Steep Learning Curve for Retropubic Mid-Urethral Sling Surgery
Trainees only achieved a 5% or lower bladder perforation rate after they had performed 20 to 80 surgeries.
Achieving competence in the retropubic mid-urethral sling (MUS) surgery for stress urinary incontinence takes longer than previously acknowledged, researchers found.
Using bladder perforation rates as a proxy for inadequate skill, Paul Hilton, MD, and Karen Rose, MD, of Royal Victoria Infirmary in Newcastle, U.K., assessed surgical competence in retropubic MUS (tension-free vaginal tape) at a single institution from 1997 to 2013. Of 1,568 MUS surgeries performed, 20% were secondary procedures and 36% involved additional procedures performed at the same time.
Bladder perforation rates ranged from 0% to 31% for the 16 individual surgeons, according to results published online ahead of print in the International Urogynecology Journal. By professional level, the 6 residents and 7 senior residents averaged 10.3%, the 2 fellows 4.5%, and 1 consultant 1.3%. The rate of bladder perforation during secondary operations did not differ significantly from primary operations.
Previous research has suggested that a 5% or lower bladder perforation rate is a marker of surgical competence. Trainees only attained this target after performing 20 to 80 surgeries – more than many expect. No trainee performing fewer surgeries achieved competency.

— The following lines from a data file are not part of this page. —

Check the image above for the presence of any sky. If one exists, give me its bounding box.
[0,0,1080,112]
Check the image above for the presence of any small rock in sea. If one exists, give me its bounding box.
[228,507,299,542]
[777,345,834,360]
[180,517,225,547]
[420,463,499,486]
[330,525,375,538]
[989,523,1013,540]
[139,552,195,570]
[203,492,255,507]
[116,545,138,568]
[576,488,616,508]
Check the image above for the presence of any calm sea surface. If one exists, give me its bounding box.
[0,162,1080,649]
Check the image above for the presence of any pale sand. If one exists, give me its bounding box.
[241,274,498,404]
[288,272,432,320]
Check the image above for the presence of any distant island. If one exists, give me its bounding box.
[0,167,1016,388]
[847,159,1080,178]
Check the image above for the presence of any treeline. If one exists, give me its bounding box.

“Whilst seductively simple in concept, mid-urethral tape procedures are not without risk; their inherently ‘blind' nature makes them difficult to teach,” the investigators explained. “The ‘learning curve' to independent practice may be longer than previously considered.”
They Royal College of Obstetrics and Gynecology recommends trainees complete a minimum of 20 MUS surgeries before competency assessment. However, this study suggests the number required to obtain proficiency can range higher.
The investigators also examined operating time, post-operative voiding difficulties, tape extrusion, and patient satisfaction but could not determine trends due to inadequate numbers.